Animals Asia welcomes China change to testing on animals law

13 November 2013

Animals Asia has welcomed news that China intends to end laws requiring cosmetics to be tested on animals.

Guidelines from the China Food and Drug Administration suggest animals testing will no longer be mandatory from June 2014. This will initially be applied to China-made products and eventually, it is anticipated, to imports.

Animals Asia Animal Welfare Director Dave Neale said:

“This is not the first time in recent weeks that we have talked of significant breakthroughs in terms of animal welfare in China. Young people are turning in greater numbers to animal welfare activism and they are being heard.

“This change has been long hoped for but few anticipated it happening quite so soon.
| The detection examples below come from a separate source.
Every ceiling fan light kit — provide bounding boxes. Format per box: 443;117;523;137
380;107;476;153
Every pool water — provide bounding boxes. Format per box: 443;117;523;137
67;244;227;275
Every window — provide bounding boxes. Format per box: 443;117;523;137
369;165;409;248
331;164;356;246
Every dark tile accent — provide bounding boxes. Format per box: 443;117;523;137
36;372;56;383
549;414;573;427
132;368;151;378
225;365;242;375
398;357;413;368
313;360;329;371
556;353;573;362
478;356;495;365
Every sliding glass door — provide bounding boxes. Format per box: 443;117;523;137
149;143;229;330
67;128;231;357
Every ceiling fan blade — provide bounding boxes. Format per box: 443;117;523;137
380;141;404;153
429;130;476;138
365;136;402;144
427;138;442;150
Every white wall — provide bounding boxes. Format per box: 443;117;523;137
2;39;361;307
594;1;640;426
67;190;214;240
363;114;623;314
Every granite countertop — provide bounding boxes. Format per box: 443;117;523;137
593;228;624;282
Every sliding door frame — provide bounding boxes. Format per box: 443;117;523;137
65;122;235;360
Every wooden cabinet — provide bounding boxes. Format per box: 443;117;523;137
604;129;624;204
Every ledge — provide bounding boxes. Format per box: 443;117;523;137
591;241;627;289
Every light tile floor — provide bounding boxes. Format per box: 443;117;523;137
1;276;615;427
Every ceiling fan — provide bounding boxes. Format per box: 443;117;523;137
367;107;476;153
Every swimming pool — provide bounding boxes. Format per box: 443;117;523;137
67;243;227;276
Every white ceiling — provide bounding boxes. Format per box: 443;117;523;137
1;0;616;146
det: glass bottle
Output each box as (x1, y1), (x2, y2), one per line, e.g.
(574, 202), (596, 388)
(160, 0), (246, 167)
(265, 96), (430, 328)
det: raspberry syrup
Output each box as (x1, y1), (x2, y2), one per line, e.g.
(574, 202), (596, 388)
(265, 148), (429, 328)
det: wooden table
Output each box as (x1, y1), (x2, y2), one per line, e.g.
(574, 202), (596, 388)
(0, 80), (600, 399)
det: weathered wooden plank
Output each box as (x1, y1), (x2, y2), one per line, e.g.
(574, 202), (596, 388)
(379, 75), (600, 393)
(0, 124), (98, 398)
In many ways this is a victory for all anti-testing campaigners. The people who persuaded Western governments to ban animal testing have caused a domino effect that has resonated with both the authorities and people of China resulting in this ground-breaking progress.
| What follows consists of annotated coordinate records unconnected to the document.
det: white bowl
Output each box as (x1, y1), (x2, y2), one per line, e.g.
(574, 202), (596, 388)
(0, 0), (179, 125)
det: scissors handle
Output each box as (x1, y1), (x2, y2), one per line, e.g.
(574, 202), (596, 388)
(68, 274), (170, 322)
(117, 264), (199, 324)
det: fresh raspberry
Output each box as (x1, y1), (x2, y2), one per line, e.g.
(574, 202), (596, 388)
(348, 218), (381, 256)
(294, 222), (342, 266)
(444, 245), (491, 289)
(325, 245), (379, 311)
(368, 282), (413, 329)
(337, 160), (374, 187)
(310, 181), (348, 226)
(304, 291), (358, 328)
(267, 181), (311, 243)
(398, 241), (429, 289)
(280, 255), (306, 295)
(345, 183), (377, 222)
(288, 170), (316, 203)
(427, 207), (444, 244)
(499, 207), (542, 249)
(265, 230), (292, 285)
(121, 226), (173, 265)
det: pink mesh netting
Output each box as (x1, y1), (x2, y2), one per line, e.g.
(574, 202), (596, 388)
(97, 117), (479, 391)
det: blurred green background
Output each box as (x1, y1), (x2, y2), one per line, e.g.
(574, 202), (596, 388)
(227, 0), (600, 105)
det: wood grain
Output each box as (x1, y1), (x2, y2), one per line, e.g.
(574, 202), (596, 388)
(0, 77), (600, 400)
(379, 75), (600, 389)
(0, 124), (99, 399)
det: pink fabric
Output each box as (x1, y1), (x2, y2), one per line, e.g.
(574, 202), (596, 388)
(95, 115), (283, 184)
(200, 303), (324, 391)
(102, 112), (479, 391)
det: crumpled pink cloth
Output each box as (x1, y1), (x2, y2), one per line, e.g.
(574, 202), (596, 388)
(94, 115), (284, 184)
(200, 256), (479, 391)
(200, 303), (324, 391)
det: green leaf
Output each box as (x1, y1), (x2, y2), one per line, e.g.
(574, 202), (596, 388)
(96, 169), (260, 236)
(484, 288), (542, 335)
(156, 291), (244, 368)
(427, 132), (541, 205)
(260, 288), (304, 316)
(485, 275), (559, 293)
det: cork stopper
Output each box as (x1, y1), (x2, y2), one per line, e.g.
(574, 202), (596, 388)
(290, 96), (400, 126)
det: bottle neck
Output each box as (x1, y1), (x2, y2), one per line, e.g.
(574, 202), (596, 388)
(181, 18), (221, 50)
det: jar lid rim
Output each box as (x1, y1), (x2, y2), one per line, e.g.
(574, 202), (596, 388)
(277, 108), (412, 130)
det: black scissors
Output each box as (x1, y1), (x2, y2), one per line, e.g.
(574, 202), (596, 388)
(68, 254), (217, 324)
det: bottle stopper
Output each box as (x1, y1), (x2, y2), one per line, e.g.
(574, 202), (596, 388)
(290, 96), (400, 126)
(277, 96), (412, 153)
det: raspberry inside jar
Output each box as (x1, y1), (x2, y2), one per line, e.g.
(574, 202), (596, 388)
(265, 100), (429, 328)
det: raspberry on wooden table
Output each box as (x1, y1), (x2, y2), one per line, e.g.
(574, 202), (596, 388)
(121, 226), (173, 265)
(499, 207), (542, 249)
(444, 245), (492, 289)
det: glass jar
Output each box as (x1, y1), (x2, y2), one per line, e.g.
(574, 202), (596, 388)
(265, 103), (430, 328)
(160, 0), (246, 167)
“The world has long talked of China being open for business - well now it’s open to discussion too. China is listening and it’s taking action.

Past regulations meant that if international cosmetics companies wanted to market ranges in China they were forced to test on animals - a fact unlikely to go down well with customers elsewhere.

It’s hoped that while testing on animals has not been outlawed, the option now to create “cruelty free” brands will see increasingly aware consumers lured away from brands associated with animal testing.

Animals Asia founder Jill Robinson added:

“A changing China is the biggest story in international animal welfare activism today.  Just as regulations for testing cosmetics can become internationally standardised - so can concepts of animal welfare and conservation.  

“Environmentally speaking China is more self-aware than it has ever been.  Young people, journalists, politicians, businessmen, China’s citizens - they are all pushing hard for change and there is much evidence to suggest they’re making headway.”